Because towers with guy wires to help stabilize them are not allowed in the county, a zoning variance had to be granted.
"They want to get going with it," LaPorte County zoning administrator Ray Hamilton said.
Smith said a wind farm would have about 10 percent the generating capacity as the NIPSCO electrical plant in Wheatfield.
NIPSCO would be a potential customer for the electricity produced at the wind farm that would feed into existing high voltage lines, he said.
"We just feel it's a good location," said Richard Polich, also of Trade Wind Energy.
Another monitoring tower is being planned for somewhere between LaCrosse and Kouts.
"We'd like to do a monitoring tower in Porter County if we can get lease agreements with landowners," Smith said.
If the findings are favorable, Smith said it would take about four years to negotiate lease agreements with existing landowners and construct a wind farm.

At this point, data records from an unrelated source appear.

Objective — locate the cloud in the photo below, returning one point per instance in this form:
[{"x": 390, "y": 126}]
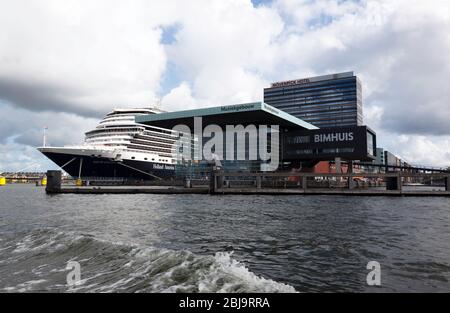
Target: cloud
[
  {"x": 67, "y": 63},
  {"x": 80, "y": 57}
]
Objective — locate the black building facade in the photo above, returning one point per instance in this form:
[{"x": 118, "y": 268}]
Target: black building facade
[
  {"x": 324, "y": 101},
  {"x": 350, "y": 143}
]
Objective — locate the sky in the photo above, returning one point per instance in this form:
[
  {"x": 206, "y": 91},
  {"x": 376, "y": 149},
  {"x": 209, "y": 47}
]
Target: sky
[{"x": 65, "y": 64}]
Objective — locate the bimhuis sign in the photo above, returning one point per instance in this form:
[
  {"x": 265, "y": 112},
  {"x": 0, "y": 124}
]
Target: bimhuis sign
[{"x": 327, "y": 143}]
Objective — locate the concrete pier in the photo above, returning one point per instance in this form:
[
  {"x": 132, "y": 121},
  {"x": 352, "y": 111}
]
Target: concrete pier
[{"x": 221, "y": 183}]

He said 38,000 acres are being considered for wind farm construction in LaPorte and Porter counties.
The state's first commercial power station fueled by the wind, the 130-megawatt Benton County Wind Farm about 60 miles south of Gary, went online in May. It generates enough power to light 43,000 homes.
Another Benton County wind farm, the 750-megawatt Fowler Ridge Wind Farm, will be one of the nation's largest when complete. A 400-megawatt first stage is expected to begin operating later this year.
At least four other Indiana wind farms are in the planning stages.
A 2006 study by the U.S. Department of Energy's National Renewable Energy Laboratory found that Indiana's winds could produce at least 40,000 megawatts of electricity, or more than twice the state's current generating capacity.